The cryptocurrency scene has really boomed for the summer, with Bitcoin (CRYPTO:BTC) leading the way higher while newly-public crypto infrastructure firms attracted more capital from excited retail investors. Indeed, it’s a good time to be back in the blockchain trade, which may have legs for further gains going into the new year.
Beyond Bitcoin, Ethereum (CRYPTO:ETH) and Cardano (CRYPTO:ADA) are among the most intriguing of up-and-comers to play a sort of “catch-up” rally. Of course, it’s virtually impossible to catch up to Bitcoin, the crypto leader, but I do think that those seeking to further diversify their crypto portfolios may wish to explore the potential catalysts on the horizon with the likes of ETH and ADA.
The crypto market is getting hot again. And it’s not just about Bitcoin anymore.
As always, cryptocurrencies of all sorts are subject to profound levels of volatility. And while I do think the asset class is worthy of a small portion of a diversified portfolio, investors must be ready to ride out not only the heated crypto summers, but the horrendous crypto winters as well. Indeed, it’s been quite a while since we’ve had the last prolonged downturn in the crypto markets.
Either way, I do think that investing only what one’s comfortable parting with is the best course as the red-hot asset class surges while new investors look to punch their ticket to crypto and blockchain infrastructure plays’ IPOs on day one. Sure, there’s a lot of potential and upside, but with that comes a degree of risk that some may not be all too comfortable stomaching.
For those keen on picking up some more crypto while focusing on opportunities in the space that go well beyond Bitcoin, the big question is whether ETH or ADA is the better bet moving forward. It’s not an easy question to answer, but in this piece, we’ll have a closer look at which cryptocurrency looks more enticing for investors looking to build a position over the next 12-18 months.
Ethereum is gaining ground. Could a breakout moment be ahead?
It’s a good time to be a holder of Ethereum in recent months, with the crypto more than doubling (110% gain) in the last three months. Just 10% away from all-time highs, it certainly seems like there’s an opportunity to ride the crypto that may very well become the next big crypto in the eyes of corporate America and perhaps the rest of the world.

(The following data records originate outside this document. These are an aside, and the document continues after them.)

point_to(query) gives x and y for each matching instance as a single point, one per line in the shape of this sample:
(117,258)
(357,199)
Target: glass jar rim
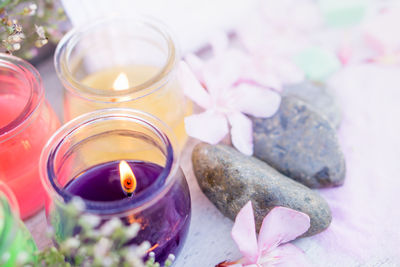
(73,85)
(47,173)
(35,99)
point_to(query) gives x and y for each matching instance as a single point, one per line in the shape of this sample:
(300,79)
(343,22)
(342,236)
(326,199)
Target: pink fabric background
(366,212)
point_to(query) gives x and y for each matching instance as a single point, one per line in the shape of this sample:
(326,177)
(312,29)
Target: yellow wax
(104,79)
(167,103)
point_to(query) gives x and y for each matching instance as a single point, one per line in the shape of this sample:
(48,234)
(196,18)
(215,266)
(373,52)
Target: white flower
(109,227)
(102,248)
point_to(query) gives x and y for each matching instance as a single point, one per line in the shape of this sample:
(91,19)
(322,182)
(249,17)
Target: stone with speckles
(230,179)
(301,144)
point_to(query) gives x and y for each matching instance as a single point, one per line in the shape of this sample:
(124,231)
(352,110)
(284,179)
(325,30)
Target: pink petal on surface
(221,72)
(254,100)
(281,225)
(192,87)
(219,43)
(287,255)
(244,234)
(209,126)
(241,132)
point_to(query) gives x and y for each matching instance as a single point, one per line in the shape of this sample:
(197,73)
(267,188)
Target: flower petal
(209,126)
(281,225)
(192,87)
(196,65)
(254,100)
(241,132)
(287,255)
(244,234)
(219,43)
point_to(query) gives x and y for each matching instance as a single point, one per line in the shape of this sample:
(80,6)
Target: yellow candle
(167,103)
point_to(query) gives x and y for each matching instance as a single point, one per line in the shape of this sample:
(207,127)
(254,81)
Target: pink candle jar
(26,122)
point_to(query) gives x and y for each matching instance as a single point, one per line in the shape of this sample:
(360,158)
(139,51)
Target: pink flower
(280,226)
(225,88)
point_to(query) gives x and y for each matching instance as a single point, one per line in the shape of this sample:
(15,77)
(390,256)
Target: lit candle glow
(127,178)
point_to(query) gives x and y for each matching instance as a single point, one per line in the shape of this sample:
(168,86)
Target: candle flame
(127,178)
(121,82)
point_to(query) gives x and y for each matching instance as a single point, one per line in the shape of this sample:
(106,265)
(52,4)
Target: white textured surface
(193,22)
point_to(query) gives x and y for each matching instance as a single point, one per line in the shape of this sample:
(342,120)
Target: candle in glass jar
(136,70)
(105,182)
(26,122)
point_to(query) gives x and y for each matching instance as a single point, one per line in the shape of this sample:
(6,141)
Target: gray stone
(230,179)
(318,96)
(301,144)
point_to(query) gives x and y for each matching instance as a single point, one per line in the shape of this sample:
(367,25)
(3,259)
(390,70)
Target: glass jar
(26,123)
(15,239)
(163,209)
(91,60)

Of course, there’s a high degree of risk in chasing such a hot asset after a sudden surge. However, it’s tough to ignore the potential behind one of the most significant pillars of blockchain infrastructure. Whether we’re talking about growing regulatory confidence (think the GENIUS Act), new advances in DeFi (decentralized finance) and tokenization of assets, and, of course, sheer momentum, I think ETH has room to run from current levels.

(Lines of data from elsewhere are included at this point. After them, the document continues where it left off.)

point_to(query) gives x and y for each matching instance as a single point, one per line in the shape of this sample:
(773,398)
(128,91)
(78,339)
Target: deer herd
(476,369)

In any case, I’d much rather step in after a confirmed breakout past resistance or after a sizeable pullback should such a breakout falter. Time will tell what happens to prices as the crypto approaches a major ceiling of resistance at just shy of $6,000. If the level can be breached, perhaps there’s room to roar.
Cardano looks intriguing, too
Cardano may be more appealing to risk-takers seeking greater upside or those looking for a relative value play. Of course, it’s tough to value cryptocurrencies, but given the lack of appreciation and the fact that prices are still down close to 70% from their all-time highs, it’s hard not to view ADA as a comeback play, especially as more light is shed on themes that could eventually cause the cryptocurrency to catch up with its bigger brothers.
Though government embrace and other industry-wide drivers could help fuel a comeback in ADA, I do think that ETH is a smarter bet for those looking for a more mature ecosystem as the next wave of crypto boom takes hold. I could be wrong, but I’d have to go with ETH, which is a relative blue chip, over the still-intriguing, but less-heated ADA, which is still down close to 10% on the year.